I just read this in the Wall Street Journal,
The Best (and Worst) Investments They Ever Made: Luminaries in Finance and Other Fields Reveal Their Greatest Hits—and Biggest Misses .
It was written about a month ago.
They ask many famous investors and others what their best and worst investment ever were. The common theme that runs through answers is that most bad investments were the result of over confidence in what may happen next. The best investments tend to involve patience, prudence, and humility, you know, the boring stuff.
Here are two of my favorite sets of answers from the article, mostly because they are short and to the point:
William Bernstein, neurologist and investment manager at money-management firm Efficient Frontier Advisors:
The worst investment I ever made was about 30 years ago when I learned the hard way—by trading platinum—why individual investors shouldn’t dabble in commodity futures. The price collapsed and I lost something in the low five figures. I applied the lesson to speculation in general, and it’s been paying dividends ever since.

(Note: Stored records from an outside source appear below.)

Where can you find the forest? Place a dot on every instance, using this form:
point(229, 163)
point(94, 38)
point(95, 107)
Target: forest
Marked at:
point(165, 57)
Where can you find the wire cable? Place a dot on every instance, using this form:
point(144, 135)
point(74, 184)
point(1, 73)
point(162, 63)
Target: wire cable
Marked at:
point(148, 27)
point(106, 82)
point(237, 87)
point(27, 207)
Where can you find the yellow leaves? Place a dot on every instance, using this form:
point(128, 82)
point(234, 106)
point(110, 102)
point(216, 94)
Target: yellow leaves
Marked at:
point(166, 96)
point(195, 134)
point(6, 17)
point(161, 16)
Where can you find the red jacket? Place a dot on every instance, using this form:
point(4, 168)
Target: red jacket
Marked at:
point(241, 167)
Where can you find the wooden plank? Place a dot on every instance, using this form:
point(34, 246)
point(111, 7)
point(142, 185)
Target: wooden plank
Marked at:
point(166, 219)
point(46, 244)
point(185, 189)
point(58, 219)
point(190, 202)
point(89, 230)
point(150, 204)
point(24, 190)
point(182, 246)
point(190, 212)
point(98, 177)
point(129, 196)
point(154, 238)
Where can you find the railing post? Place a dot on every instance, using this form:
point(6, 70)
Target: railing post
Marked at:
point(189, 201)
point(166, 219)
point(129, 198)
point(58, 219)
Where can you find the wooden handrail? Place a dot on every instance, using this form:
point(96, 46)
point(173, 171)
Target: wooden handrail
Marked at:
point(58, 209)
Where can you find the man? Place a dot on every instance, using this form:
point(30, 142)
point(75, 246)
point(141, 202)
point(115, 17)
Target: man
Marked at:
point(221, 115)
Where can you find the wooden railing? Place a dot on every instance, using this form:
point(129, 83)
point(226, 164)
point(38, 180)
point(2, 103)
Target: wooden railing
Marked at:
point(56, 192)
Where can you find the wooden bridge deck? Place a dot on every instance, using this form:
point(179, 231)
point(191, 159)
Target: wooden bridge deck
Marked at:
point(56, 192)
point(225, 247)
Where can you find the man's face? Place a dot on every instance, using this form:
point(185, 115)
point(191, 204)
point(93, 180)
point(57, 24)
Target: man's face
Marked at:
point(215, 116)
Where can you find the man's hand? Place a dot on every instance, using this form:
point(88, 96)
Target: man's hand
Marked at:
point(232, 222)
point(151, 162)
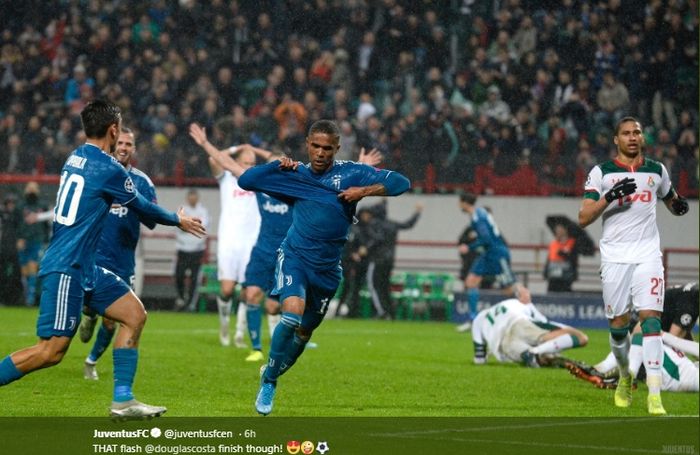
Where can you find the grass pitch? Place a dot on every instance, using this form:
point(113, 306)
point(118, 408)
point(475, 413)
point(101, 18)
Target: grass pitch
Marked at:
point(362, 368)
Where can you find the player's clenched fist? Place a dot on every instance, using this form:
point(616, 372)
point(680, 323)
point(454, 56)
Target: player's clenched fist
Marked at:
point(623, 188)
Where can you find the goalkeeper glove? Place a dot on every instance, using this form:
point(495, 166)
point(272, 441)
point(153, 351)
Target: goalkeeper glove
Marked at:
point(623, 188)
point(680, 205)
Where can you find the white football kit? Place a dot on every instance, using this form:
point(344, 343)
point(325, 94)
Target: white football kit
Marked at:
point(507, 329)
point(631, 268)
point(239, 224)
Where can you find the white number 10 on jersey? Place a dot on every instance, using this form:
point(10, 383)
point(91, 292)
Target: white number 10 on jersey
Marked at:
point(69, 187)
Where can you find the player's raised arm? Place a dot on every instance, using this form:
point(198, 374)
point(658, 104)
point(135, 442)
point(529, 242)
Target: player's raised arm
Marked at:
point(593, 207)
point(373, 157)
point(222, 159)
point(393, 184)
point(153, 212)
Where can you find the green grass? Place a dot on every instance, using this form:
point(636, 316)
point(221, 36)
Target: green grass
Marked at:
point(361, 368)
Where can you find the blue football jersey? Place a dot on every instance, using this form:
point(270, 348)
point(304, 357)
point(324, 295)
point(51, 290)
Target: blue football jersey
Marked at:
point(117, 245)
point(275, 220)
point(91, 181)
point(320, 220)
point(488, 234)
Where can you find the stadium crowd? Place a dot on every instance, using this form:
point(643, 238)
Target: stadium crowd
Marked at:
point(454, 93)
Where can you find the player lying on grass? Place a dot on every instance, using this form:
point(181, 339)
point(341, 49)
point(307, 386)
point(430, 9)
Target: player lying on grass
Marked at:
point(513, 331)
point(678, 372)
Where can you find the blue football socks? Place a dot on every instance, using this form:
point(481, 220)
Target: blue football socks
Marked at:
point(253, 315)
point(8, 371)
point(293, 352)
point(125, 361)
point(281, 339)
point(473, 300)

The best, back around 1994, was shares in [Mexican telecommunications giant] Telmex, a combination of astuteness and dumb luck. It was dirt-cheap, around five times earnings, and I made something like 20 times my money on the stock and its spinoffs. I later realized that a much safer and smarter move would have been to buy an emerging-markets index fund. Telmex could easily have gone bankrupt, but not a dozen or two whole markets.
Eugene Fama, Nobel laureate in economics (2013) and finance professor at the University of Chicago:
Best: a 50-year policy of never investing with active managers.
Worst: $15,000 lost in a 1960s investment in a private oil-exploration company.
The shale revolution might have saved them, but they were gone by then.